Natraj Krishnan, pictured working in a lab.
Photo by David Ammon

For Natraj Krishnan, it’s all about time—whether that’s teaching MSU freshmen about the importance of a good night’s sleep or studying the common fruit fly to better understand how an organism’s circadian clock impacts its health.

Krishnan, an associate professor in the Department of Biochemistry, Molecular Biology, Entomology and Plant Pathology, describes his journey to MSU as a series of fortunate coincidences. He began that journey in India, working for the country’s Ministry of Textiles and contributing to the vitality of India’s $266 billion silkworm industry by identifying pathogens and collaborating with geneticists to breed disease-resistant silkworms. 

“Silkworms are reared by farmers in India, China, Japan and elsewhere who harvest the silk produced from cocoons. India is unique in that it produces all five types of commercial silk for the textile industry. Farms can raise up to a million silkworms at once and a major problem is the prevalence of diseases, which results in catastrophic crop loss if preventive measures are not implemented during rearing,” Krishnan said.

His work studying silkworms led him to research in the Netherlands, then the Czech Republic to study how greater wax moth larvae use reactive oxygen, known as an oxidative burst, in their blood cells to defend against infection. From there, he moved on to the Institute of Entomology at the Czech Academy of Sciences exploring how insects combat oxidative stress in digestion.

A chance meeting at a conference in Poland led Krishnan to traverse the globe once more—this time to Oregon State University in Corvallis—to study how the fruit fly’s circadian clock regulates response to oxidative stress during aging.

“Working on the fruit fly opened up a whole new world of biomedical research. I studied how disruption of clock genes resulted in shortened lifespan and increased susceptibility to stress. I also demonstrated how disruption of some core clock genes could result in symptoms of neurodegeneration,” Krishan said.

In fact, Krishnan said, the study of fruit flies has resulted in six Nobel Prizes in Physiology or Medicine, a mighty feat for an insect that is barely an eighth of an inch wide.

When a position for an insect physiologist opened up at MSU in 2011, Krishnan leapt at the opportunity where, for the last decade, he has continued to study the underestimated fly—currently focused on processes that impact dopamine, proteostasis, cellular growth and more.  

“The fruit fly has proven tremendously valuable as a model organism, enabling many major scientific discoveries in all spheres of biology ranging from development and differentiation to serving as a model for a host of human diseases. The plethora of genetic tools available in the insect allows for exquisite targeted manipulation of the genome and due to its relatively short lifespan, complex questions of brain function can be addressed more rapidly than in other model organisms,” he said.

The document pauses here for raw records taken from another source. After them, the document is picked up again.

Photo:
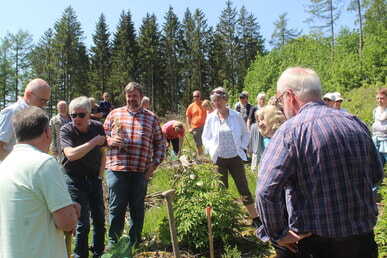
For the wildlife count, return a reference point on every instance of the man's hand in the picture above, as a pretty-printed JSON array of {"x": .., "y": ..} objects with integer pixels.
[
  {"x": 150, "y": 169},
  {"x": 291, "y": 239},
  {"x": 117, "y": 141},
  {"x": 99, "y": 140}
]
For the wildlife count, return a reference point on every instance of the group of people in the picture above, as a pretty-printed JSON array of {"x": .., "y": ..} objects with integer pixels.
[
  {"x": 314, "y": 195},
  {"x": 38, "y": 203}
]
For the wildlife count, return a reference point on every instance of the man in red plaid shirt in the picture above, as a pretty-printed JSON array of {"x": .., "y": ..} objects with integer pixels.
[{"x": 136, "y": 149}]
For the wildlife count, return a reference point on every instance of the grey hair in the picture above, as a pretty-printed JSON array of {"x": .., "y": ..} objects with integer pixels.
[
  {"x": 80, "y": 102},
  {"x": 261, "y": 94},
  {"x": 145, "y": 99},
  {"x": 304, "y": 82},
  {"x": 132, "y": 86},
  {"x": 222, "y": 94}
]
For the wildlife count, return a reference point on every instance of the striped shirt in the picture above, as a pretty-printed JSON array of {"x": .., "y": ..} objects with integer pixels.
[
  {"x": 317, "y": 174},
  {"x": 143, "y": 140}
]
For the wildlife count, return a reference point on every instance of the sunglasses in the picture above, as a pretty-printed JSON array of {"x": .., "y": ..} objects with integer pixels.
[
  {"x": 81, "y": 115},
  {"x": 219, "y": 92}
]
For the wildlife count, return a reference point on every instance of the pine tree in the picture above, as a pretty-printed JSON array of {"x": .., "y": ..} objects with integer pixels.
[
  {"x": 70, "y": 56},
  {"x": 125, "y": 62},
  {"x": 151, "y": 62},
  {"x": 171, "y": 42},
  {"x": 100, "y": 58},
  {"x": 282, "y": 35},
  {"x": 326, "y": 11}
]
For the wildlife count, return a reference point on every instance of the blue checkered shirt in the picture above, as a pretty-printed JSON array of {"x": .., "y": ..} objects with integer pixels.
[{"x": 317, "y": 174}]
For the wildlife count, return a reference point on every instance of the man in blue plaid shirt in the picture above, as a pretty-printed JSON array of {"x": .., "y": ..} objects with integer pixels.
[{"x": 314, "y": 191}]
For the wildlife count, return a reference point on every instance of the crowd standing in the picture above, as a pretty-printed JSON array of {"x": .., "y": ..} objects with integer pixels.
[{"x": 303, "y": 177}]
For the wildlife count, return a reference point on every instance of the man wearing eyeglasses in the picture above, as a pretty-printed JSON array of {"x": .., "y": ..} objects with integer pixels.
[
  {"x": 195, "y": 118},
  {"x": 314, "y": 191},
  {"x": 82, "y": 141},
  {"x": 37, "y": 93}
]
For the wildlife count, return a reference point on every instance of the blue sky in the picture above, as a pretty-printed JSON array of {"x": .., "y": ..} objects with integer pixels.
[{"x": 36, "y": 16}]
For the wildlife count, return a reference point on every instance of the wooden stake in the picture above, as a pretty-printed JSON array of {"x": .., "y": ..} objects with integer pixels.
[{"x": 210, "y": 232}]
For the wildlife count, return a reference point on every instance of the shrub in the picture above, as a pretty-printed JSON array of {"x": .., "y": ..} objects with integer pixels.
[{"x": 198, "y": 188}]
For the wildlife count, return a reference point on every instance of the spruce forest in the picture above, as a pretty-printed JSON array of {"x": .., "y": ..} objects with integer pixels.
[{"x": 171, "y": 58}]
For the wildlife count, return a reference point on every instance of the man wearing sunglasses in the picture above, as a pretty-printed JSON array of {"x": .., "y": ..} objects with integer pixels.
[
  {"x": 82, "y": 141},
  {"x": 37, "y": 93}
]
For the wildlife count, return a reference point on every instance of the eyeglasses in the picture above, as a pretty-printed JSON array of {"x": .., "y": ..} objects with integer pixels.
[
  {"x": 81, "y": 115},
  {"x": 278, "y": 99},
  {"x": 219, "y": 92},
  {"x": 42, "y": 100}
]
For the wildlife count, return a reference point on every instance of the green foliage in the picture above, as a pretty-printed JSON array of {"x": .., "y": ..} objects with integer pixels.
[
  {"x": 381, "y": 226},
  {"x": 121, "y": 250},
  {"x": 198, "y": 188},
  {"x": 231, "y": 252}
]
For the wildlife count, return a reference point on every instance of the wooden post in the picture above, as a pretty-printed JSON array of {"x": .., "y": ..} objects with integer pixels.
[
  {"x": 168, "y": 195},
  {"x": 208, "y": 209}
]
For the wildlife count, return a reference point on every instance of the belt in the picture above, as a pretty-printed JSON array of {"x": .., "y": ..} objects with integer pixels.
[{"x": 82, "y": 177}]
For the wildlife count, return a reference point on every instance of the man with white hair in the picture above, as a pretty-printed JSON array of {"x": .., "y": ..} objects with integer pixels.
[
  {"x": 37, "y": 93},
  {"x": 329, "y": 99},
  {"x": 314, "y": 191}
]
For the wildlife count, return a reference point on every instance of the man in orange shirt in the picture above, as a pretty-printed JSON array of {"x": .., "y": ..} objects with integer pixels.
[{"x": 196, "y": 117}]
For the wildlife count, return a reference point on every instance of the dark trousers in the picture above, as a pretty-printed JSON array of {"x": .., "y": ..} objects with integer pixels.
[
  {"x": 360, "y": 246},
  {"x": 237, "y": 170},
  {"x": 89, "y": 194},
  {"x": 175, "y": 144},
  {"x": 126, "y": 188}
]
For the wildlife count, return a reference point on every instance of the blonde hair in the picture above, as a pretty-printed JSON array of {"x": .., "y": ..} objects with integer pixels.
[
  {"x": 178, "y": 125},
  {"x": 207, "y": 105},
  {"x": 272, "y": 116}
]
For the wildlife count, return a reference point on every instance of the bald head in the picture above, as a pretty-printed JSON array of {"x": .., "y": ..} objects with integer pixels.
[{"x": 37, "y": 93}]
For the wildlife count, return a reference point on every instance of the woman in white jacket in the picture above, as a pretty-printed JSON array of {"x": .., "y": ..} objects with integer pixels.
[
  {"x": 379, "y": 127},
  {"x": 225, "y": 138}
]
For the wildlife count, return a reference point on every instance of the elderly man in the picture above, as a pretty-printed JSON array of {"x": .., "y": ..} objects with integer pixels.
[
  {"x": 35, "y": 206},
  {"x": 243, "y": 106},
  {"x": 314, "y": 191},
  {"x": 136, "y": 149},
  {"x": 195, "y": 119},
  {"x": 37, "y": 93},
  {"x": 82, "y": 141},
  {"x": 56, "y": 123}
]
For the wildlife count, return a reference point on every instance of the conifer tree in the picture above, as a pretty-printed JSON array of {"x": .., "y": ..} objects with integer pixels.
[
  {"x": 125, "y": 62},
  {"x": 100, "y": 58}
]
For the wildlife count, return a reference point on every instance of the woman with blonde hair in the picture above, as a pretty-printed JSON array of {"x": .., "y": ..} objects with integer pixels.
[
  {"x": 206, "y": 104},
  {"x": 269, "y": 118},
  {"x": 225, "y": 138},
  {"x": 379, "y": 127}
]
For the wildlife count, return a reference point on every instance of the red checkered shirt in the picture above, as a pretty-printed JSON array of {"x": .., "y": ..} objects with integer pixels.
[{"x": 143, "y": 139}]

Krishnan also trains the doctors, veterinarians and neurophysiologists of tomorrow while teaching undergrads about the importance of a little shut-eye. He teaches several undergraduate and graduate courses focused on biochemistry, protein methods, physiology, genetics, toxicology and more. His first-year experience course for incoming MSU freshmen is called Nature’s Timepiece.

“This course essentially covers exciting discoveries related to biological clocks across all organisms and our sleep-wake cycles and their importance in health and disease. Using the fruit fly, I can show how disrupting their circadian clock leads to stress and impaired function, while the students learn how a functioning circadian clock is necessary for a functioning individual and that cumulative disruptions can lead to disease,” Krishnan said.  

Time rolls on for Krishnan—who considers empowering the next generation of scientists the most impactful and rewarding aspect of his job—and he’s most excited to see how his students answer the big questions of tomorrow.

“How do we make sure that our students are equipped to deal with the challenges of the next decade? We must encourage them and give them the necessary skillset, so they have the tools to address the scientific questions on the horizon,” he said.